Würstelstand
Für einen schnellen Imbiss gehen Sie  in Österreich zum Würstelstand. Das Fastfood-Konzept wurde aus bitterer Not geboren.

Jetzt sind mobile Lebensmittelwagen angesagt. Als vor rund hundert Jahren die ersten Würstelstände durch die Straßen Wiens fuhren, war dies sicher nicht der Fall. Es war Krieg, viele Soldaten kehrten behindert von der Front zurück und konnten ihr altes Handwerk nicht mehr ausüben. Und so gab ihnen der Kaiser die Erlaubnis, in Fahrküchen Wurst zu verkaufen, um ihren Lebensunterhalt zu verdienen. Das Fastfood-Konzept avant la lettre überlebte den Krieg und wurde Teil des Wiener Lebensstils. Vor allem, nachdem ab den sechziger Jahren immer mehr Würstelstände einen festen Platz erhielten, wurde sie zum Ort des Begegnung.

Normalerweise können Sie von etwa zehn Uhr morgens bis etwa fünf Uhr nachmittags dorthin gehen, aber einige Nachtwürstelstände bleiben bis in die frühen Morgenstunden geöffnet. Hier treffen sich die Nachtschwärmer, vom Taxifahrer bis zum angesehenen Opernbesucher. Heute gibt es in allen österreichischen Städten Würstelstände, sogar Designstände wie Zum Goldenen Würstel (Ecke Graben/Spiegelgasse Wien), eine Imbissbude aus teilweise vergoldetem Stahl, Marmor und Glas.

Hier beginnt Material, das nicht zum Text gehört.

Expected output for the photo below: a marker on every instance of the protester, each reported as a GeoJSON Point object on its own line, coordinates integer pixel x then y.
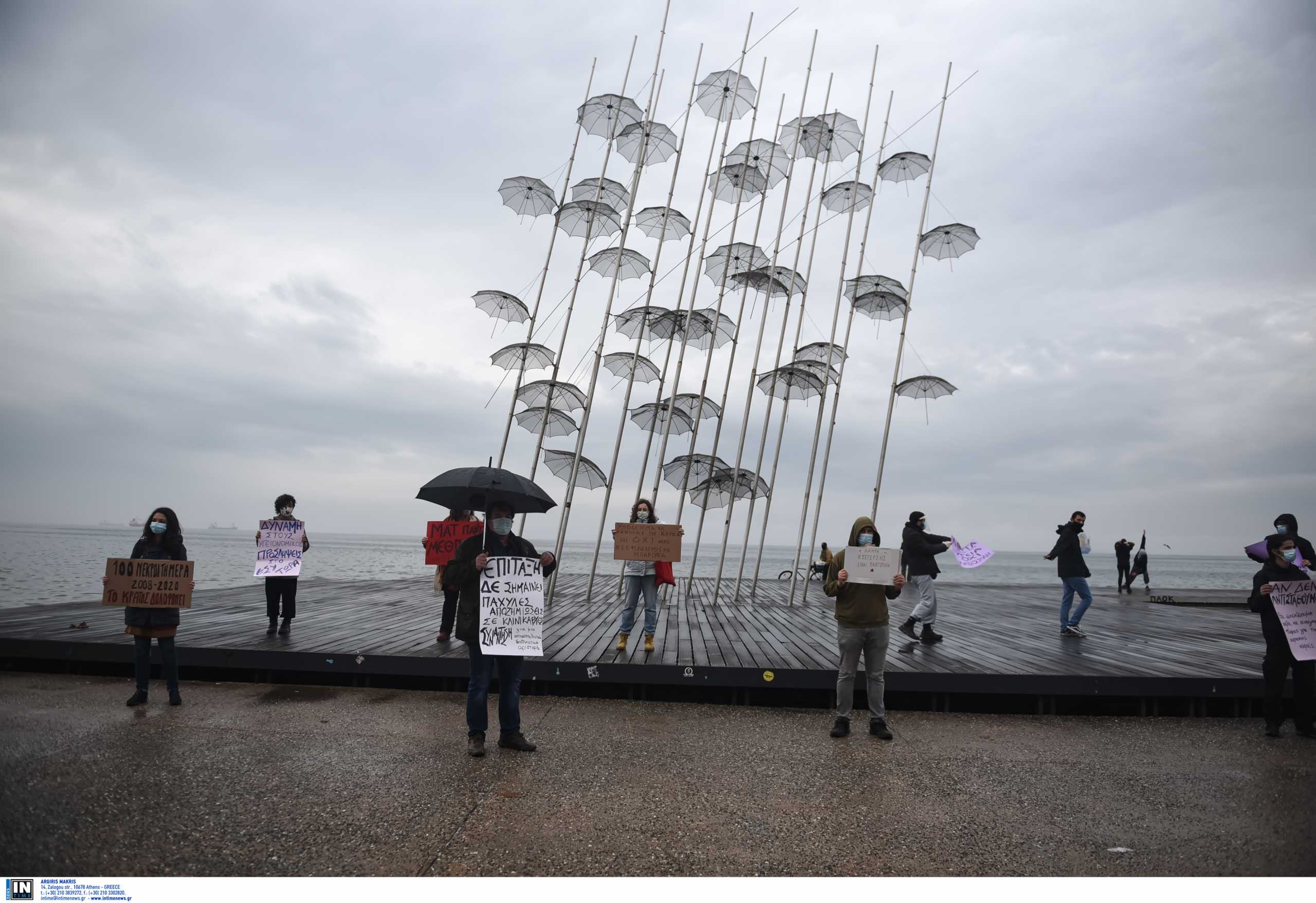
{"type": "Point", "coordinates": [919, 548]}
{"type": "Point", "coordinates": [282, 587]}
{"type": "Point", "coordinates": [863, 624]}
{"type": "Point", "coordinates": [161, 540]}
{"type": "Point", "coordinates": [464, 572]}
{"type": "Point", "coordinates": [1073, 573]}
{"type": "Point", "coordinates": [449, 590]}
{"type": "Point", "coordinates": [640, 578]}
{"type": "Point", "coordinates": [1280, 656]}
{"type": "Point", "coordinates": [1122, 561]}
{"type": "Point", "coordinates": [1287, 526]}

Ob einfach oder luxuriös, im Würstelständ können Sie immer noch Wurst (a Haaße) mit süßem (a Siaßa) oder scharfem (a Schoafa) Senf, ein Stück Brot oder ein Brötchen (Semmel), geriebenen Meerrettich (Kren) und/oder Gurken (Krokodü) und Zwiebeln (Glasaug‘) essen. Natürlich weggespült mit Bier (16er Blech), Wein oder ein Erfrischungsgetränk.

Für Touristen kann das Angebot von Bratwurst, Frankfurter, Bosna, Waldviertler, Leberkäse oder Debreziner zu so viel Auswahlstress führen, dass die Schlangen um die Mittagszeit sehr lang werden. Deshalb stehen heutzutage oft Hot Dogs auf der Speisekarte. Aber für das echte Würstelstand-Erlebnis bestellen Sie einen Käsekrainer, eine leicht geräucherte, mit Käsewürfeln gefüllte Bratwurst. Wenn man ihn aufschneidet, läuft der geschmolzene Käse aus. Deshalb nennen ihn die Wiener ‚Eitrigen‘: eitrige Wurst.